Nos faltan tan sólo unos 25 km hasta Kisoro y nos encontramos con algunas de las vistas más sublimes de los Virungas que ya se dejan entrever en un horizonte tormentoso cuyas nubes los tapan y destapan a gusto. En lo alto de la montaña antes del descenso final a Kisoro decenas de niños descienden de las aldeas para pasar sus días cerca del camino principal en busca de algún entretenimiento. Como en todo Africa hay muchos, quizás demasiados de ellos; traídos al mundo irresponsablemente, no tienen nada que hacer, poco que vestir y comer, son víctimas de una ignorancia que parece nunca agotarse en estas tierras. Pero aquí son buenos, inocentes, se matan de risa al vernos, no nos agreden, no nos molestan, se acercan curiosamente y disfrutan con tan sólo mirar a estos extraños viajando en bicicletas desbordadas de cosas.

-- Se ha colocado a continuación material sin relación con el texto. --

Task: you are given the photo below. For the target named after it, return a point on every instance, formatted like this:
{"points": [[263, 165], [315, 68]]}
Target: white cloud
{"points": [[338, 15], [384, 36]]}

Kisoro es una pequeña ciudad, tranquila si bien no bella, pero rodeada de las vistas más increíbles de los Virungas que la flanquean. Allí nos recibió el Padre John Vianney y nos cuidó por dos días en su iglesia. Estoy sanamente sorprendido por los curas de Uganda, tan simpáticos, tan abiertos (excepto cuando se trata de homosexualidad, pero eso es un problema de todos los ugandeses), tan desprejuiciados. No nos hablan nunca de ningún Dios, nos hablan de la vida en Africa, de los africanos, de política, de los problemas del mundo y de sus historias. Son gente como uno, no cargan con una cruz. Ciertamente, luego de haber hecho de las iglesias nuestra casa casi todos los días, cada vez me resulta más claro ( y es abiertamente reconocido por muchos) que los curas siguen el camino espiritual porque en esencia, es el escape a la pobreza y el acceso a una vida más digna. Los curas en Africa nos brindan ayuda y afecto, ante todo porque son africanos, la hospitalidad les brota del alma por naturaleza. La amistad con John Vianey fue el regalo de despedida de este bellísimo país que ha logrado deslumbrarnos a cada momento desde que salimos de Kampala. Uganda no ha parado de echarnos una sorpresa tras otra en nuestro camino, cada una mejor que la anterior, fue un país que me ha dejado un muy bonito recuerdo adentro, un recuerdo que sería muy diferente al de su vecina Ruanda, nuestro siguiente país.